Things We Like: High Tech Tools That Enable Teens To Better Gather Neighborhood Data.

Posted on July 29th, 2010 at 11:52 am by in Things We Like

Things We Like: High Tech Tools That Enable Teens To Better Gather Neighborhood Data.

As you may have noticed recently if you follow our Twitter feed, Public Workshop has been working with the great folks at Landon Bone Baker Architects and their community partners to develop a program that enables them to have an even greater impact in the communities where they work than they are able to affect through affordable housing alone. In the next few days the project and its website will go 100% live and I’ll be able to tell you much, much more but in the meantime I want to share with you one of the really cool tools we’re using this summer.
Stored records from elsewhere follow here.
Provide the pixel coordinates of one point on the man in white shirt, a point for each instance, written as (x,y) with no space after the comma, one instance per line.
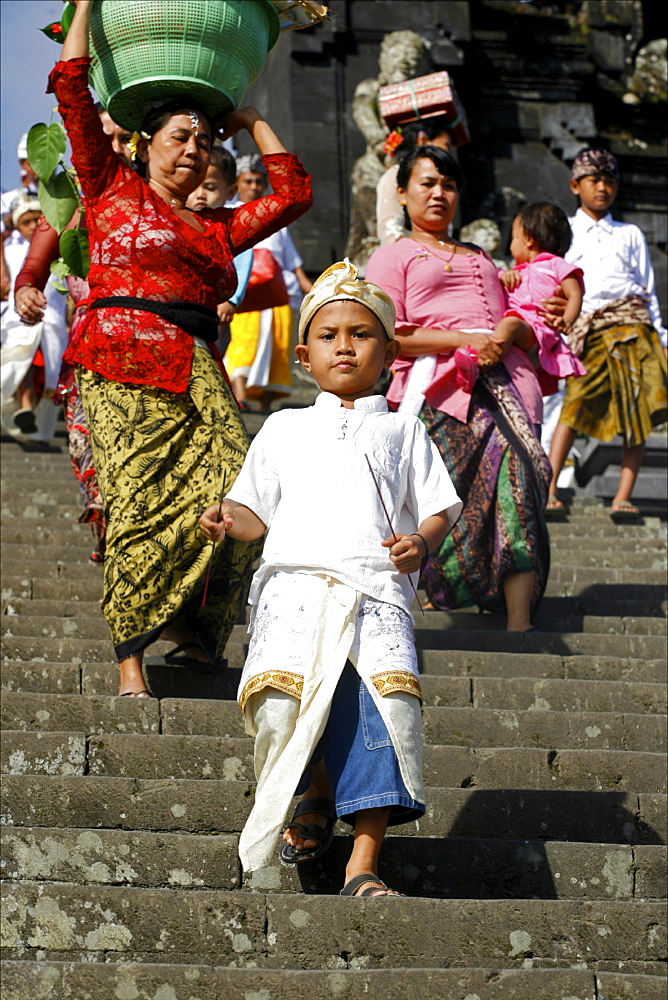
(8,200)
(620,334)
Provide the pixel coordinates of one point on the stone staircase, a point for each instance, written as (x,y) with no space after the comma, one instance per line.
(537,872)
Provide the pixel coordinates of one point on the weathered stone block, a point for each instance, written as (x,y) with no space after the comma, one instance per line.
(650,873)
(118,857)
(43,753)
(193,806)
(72,713)
(208,757)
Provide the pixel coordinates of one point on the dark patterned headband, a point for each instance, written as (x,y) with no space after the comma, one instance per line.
(594,161)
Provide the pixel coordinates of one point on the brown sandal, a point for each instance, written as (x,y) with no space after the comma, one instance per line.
(376,891)
(554,503)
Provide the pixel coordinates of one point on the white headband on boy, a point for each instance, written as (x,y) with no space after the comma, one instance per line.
(338,283)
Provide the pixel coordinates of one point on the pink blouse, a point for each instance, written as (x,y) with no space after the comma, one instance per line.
(468,297)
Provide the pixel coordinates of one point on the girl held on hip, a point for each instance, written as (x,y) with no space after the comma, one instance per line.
(464,369)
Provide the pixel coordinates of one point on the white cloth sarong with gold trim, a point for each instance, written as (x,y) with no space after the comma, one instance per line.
(334,623)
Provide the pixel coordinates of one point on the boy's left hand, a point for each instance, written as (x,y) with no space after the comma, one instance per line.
(510,279)
(406,552)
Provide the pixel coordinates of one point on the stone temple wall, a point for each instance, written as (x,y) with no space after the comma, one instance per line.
(539,81)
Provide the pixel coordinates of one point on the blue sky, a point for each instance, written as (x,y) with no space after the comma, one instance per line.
(27,56)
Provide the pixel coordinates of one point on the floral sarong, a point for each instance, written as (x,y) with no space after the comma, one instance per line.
(502,474)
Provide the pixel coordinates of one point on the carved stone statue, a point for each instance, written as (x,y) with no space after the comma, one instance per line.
(403,55)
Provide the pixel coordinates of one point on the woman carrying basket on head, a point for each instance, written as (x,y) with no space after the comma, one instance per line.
(165,429)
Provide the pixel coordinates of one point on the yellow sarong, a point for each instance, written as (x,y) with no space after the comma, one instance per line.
(260,350)
(160,459)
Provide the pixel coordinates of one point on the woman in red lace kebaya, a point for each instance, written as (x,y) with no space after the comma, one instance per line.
(165,429)
(30,302)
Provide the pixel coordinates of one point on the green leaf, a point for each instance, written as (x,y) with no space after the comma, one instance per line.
(59,201)
(74,251)
(61,271)
(66,19)
(46,147)
(54,32)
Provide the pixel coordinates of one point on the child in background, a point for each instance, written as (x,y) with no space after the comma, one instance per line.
(620,336)
(540,238)
(216,190)
(330,689)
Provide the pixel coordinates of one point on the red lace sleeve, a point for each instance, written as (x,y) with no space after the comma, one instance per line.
(94,160)
(44,249)
(291,197)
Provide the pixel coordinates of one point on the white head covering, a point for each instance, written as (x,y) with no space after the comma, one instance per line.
(22,205)
(340,283)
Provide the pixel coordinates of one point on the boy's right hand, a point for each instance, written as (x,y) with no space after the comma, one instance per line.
(216,521)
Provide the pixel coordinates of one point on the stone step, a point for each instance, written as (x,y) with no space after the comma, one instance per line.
(54,531)
(19,559)
(61,644)
(568,643)
(453,867)
(480,663)
(443,726)
(48,581)
(80,604)
(223,806)
(120,755)
(523,694)
(550,619)
(579,577)
(146,981)
(102,678)
(319,932)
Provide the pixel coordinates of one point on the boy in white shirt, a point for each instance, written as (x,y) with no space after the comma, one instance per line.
(619,335)
(334,589)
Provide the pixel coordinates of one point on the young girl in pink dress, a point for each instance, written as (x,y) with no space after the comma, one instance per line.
(541,237)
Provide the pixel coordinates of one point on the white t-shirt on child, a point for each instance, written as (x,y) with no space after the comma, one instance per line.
(306,477)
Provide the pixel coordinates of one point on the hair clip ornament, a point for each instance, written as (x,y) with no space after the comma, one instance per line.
(392,142)
(134,139)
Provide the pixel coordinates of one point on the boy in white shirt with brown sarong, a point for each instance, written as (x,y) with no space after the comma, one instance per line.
(331,689)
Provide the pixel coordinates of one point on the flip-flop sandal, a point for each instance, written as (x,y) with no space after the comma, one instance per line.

Two of the biggest challenges in gathering data that is useful for the neighborhood, the City, the community partners and the architecture firm (Landon Bone Baker Architects) are the tremendous meticulousness required to do it properly and then the ‘sifting’ to make the information legible. I must say that we have been absolutely blown away by the skill of our teen interns- they have churned through both gathering and processing data in a manner that is jaw-droppingly impressive to watch. That being said, recording temperature, humidity, air quality, time of day and location at sixty different locations in the neighborhood, particularly when that data is time sensitive, is a real challenge.

What if it could happen seamlessly, allowing for observation of neighborhood use, conversation with passers-by and exploration of other possibilities?

Although our interns have proven outstanding at gathering data, they are particularly skilled at engaging with community members and their neighborhood in ways that adults simply can’t do. Thus, freeing them up to have these conversations and interactions (to make critical observations) while gathering data is incredibly beneficial to Shadelab.

This summer we are really lucky to have the support and partnership of Sensaris, and the use of one of their incredible mobile sensors, the City Senspod. This sensor, no larger than a wristwatch, unobtrusively maps the aforementioned data sets, quietly geo-locating and time stamping data as you move through a building, neighborhood or city. When paired with a bluetooth enabled phone, you can not only immediately see the data that is being gathered but it automatically uploads it to the internet so that you can see live feeds of the data being gathered. We are really looking forward to lofting the Senspod next week in our homemade neighborhood air quality sniffing satellite (imagine an oversized nose floating through the air). We also will be using the Senspod next week to test mapping the ‘health’ of safe-routes-to-school, something that a couple of our community partners are currently working on.

Please stop by Sensaris’ website to have a look at the really cool ‘toys’ they are creating and also have a look at some of the other great projects they are supporting. For example, they are currently partnering with IBM, attaching Senspods to cars that are traveling from Italy to China.